Duckhorn Raising Prices
Duckhorn Portfolio thinks its customers can handle a price increase, it said in announcing its earnings for fiscal 2022. The stock fell 6.7%. Net sales rose 10.7% to $372.5 million. Net income rose 7.5% to $60.2 million, or 52 cents a share.
"Our results reflect sustained, healthy share gains within luxury wine, which benefits from the continued premiumization tailwind," said Alex Ryan, CEO/president.
Ryan continued, "Looking to fiscal year 2023, we believe we are well-positioned to continue to outpace the growing luxury wine segment. While we are mindful of macro uncertainties, we believe that our core customer will continue to be resilient. Furthermore, we remain optimistic about our long-term prospects and our ability to execute against a considerable distribution whitespace opportunity. Our exemplary product offering, differentiated go-to-market strategy, prudent growth investments and strong relationships within the trade give us confidence that we will deliver sustainable, profitable growth that seeks to maximize stakeholder value over the long-term."
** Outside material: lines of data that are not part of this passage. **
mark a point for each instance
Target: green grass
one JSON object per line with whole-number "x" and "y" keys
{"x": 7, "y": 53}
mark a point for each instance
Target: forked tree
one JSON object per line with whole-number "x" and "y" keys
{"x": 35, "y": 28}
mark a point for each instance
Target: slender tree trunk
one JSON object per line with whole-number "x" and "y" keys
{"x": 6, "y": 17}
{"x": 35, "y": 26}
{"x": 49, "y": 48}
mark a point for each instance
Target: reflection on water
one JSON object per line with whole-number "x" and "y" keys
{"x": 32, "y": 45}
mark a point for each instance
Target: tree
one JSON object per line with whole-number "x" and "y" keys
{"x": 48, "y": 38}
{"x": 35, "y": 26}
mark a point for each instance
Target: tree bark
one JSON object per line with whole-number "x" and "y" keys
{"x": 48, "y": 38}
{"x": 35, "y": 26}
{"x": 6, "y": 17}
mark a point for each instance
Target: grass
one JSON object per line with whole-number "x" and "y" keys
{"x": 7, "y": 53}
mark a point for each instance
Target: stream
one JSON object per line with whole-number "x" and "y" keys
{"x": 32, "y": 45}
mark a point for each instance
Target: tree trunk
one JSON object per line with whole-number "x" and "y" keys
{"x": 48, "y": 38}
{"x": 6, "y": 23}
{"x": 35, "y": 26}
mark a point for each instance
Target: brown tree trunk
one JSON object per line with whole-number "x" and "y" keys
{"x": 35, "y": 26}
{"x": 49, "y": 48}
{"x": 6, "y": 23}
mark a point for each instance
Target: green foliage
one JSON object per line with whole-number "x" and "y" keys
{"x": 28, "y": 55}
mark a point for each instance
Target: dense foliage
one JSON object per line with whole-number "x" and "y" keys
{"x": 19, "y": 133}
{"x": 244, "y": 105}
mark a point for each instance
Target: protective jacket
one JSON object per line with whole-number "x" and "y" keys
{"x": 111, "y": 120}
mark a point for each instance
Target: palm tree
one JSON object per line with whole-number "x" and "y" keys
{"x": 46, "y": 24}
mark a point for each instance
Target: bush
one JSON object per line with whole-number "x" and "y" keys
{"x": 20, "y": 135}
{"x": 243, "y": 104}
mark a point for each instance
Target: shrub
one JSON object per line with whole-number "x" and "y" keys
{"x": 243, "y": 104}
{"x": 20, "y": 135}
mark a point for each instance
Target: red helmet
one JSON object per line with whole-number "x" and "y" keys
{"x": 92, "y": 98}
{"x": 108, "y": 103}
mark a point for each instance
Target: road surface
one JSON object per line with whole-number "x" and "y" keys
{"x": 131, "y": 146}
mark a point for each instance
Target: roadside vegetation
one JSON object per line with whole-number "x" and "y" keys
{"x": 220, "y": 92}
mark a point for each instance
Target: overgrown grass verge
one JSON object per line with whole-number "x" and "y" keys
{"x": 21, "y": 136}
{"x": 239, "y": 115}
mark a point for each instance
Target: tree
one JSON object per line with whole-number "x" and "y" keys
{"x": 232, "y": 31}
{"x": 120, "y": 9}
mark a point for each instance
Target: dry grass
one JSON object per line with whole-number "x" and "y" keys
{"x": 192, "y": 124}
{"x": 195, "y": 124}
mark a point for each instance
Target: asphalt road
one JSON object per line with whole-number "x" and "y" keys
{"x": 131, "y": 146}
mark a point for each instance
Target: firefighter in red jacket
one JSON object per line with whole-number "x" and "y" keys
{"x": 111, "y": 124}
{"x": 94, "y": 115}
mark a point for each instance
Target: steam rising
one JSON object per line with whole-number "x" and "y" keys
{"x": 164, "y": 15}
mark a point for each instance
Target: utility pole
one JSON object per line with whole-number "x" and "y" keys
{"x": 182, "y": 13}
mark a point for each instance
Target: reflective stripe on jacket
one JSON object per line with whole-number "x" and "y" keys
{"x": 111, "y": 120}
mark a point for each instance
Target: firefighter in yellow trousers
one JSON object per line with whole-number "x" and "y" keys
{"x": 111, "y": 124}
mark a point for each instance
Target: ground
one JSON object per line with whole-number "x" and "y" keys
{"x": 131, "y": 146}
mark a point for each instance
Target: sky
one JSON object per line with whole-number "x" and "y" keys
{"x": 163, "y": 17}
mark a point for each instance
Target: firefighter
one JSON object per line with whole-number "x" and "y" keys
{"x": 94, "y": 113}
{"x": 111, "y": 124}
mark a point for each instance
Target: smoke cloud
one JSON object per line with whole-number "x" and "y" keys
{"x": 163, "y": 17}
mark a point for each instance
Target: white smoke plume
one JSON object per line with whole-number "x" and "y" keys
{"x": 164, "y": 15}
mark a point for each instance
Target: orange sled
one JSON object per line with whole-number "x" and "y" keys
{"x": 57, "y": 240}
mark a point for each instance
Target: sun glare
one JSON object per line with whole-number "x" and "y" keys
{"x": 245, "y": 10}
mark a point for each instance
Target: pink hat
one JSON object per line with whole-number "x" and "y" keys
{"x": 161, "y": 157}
The increase in net sales was driven by 7.1% volume growth which lapped a robust 40.4% growth rate in the prior year period, supported by positive price/mix contribution of 2.9%, the company said.
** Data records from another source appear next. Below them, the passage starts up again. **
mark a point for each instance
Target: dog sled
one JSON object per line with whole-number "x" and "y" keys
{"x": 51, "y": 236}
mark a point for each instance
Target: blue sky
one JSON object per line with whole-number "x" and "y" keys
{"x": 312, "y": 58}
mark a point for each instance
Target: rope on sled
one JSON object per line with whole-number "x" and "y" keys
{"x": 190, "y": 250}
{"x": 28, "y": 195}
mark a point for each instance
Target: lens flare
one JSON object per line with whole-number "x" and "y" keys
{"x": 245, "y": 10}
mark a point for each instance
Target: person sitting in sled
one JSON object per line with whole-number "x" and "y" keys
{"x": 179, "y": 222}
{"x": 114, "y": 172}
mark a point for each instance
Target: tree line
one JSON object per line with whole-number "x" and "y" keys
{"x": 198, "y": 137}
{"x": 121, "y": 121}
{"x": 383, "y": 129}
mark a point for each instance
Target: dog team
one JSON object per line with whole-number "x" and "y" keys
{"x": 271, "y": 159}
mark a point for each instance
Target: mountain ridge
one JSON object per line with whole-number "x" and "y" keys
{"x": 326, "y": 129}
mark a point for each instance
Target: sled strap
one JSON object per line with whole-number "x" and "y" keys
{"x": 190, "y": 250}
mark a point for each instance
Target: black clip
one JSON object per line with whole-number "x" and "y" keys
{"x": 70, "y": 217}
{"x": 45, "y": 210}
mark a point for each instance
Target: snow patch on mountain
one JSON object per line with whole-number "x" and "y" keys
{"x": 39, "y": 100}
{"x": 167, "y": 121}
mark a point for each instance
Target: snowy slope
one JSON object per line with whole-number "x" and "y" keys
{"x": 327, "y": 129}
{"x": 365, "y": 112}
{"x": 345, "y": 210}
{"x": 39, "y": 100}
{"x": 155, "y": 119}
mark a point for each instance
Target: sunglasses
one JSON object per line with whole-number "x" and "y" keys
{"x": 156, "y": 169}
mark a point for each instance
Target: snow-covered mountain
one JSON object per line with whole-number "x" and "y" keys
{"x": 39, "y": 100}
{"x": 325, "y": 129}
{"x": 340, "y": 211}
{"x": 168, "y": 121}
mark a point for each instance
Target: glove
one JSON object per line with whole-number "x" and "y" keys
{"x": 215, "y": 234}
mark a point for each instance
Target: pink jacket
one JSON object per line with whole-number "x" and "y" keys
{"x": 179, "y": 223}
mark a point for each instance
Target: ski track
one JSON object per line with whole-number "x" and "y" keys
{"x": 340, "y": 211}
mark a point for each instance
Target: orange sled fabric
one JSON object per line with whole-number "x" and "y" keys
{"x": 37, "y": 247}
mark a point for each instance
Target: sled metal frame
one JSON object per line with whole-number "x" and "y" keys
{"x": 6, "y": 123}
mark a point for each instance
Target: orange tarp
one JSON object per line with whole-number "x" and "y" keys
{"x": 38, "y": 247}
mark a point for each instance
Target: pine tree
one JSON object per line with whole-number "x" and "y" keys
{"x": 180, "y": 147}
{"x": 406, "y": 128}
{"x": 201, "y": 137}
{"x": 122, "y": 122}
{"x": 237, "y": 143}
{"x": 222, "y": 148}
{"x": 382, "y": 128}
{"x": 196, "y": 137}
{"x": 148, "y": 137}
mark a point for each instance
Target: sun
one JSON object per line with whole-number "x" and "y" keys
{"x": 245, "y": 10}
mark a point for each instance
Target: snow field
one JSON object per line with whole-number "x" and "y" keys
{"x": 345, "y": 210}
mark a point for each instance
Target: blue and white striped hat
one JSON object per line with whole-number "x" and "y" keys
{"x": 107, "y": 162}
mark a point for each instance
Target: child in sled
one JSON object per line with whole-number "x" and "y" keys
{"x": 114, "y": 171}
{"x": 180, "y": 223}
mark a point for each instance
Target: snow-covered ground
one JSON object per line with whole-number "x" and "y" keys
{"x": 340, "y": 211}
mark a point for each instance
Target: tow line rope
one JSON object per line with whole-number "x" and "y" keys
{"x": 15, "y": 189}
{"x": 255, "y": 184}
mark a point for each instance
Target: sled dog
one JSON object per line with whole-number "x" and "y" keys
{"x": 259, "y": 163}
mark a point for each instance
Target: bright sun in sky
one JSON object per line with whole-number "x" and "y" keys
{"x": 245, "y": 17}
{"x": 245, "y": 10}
"The positive price/mix contribution was primarily attributable to DTC channel sales out-performance relative to wholesale channel growth, augmented by favorable brand mix movements evident in the strong net sales performance for both our wholesale California direct to trade channel and our wholesale to distributor channel versus the prior year period. We now refer to our sales directly to retail accounts in California, a point of distinction among large California wine producers, as the "Direct to Trade Channel". On a like-for-like basis, pricing changes were immaterial to our sales performance," it added.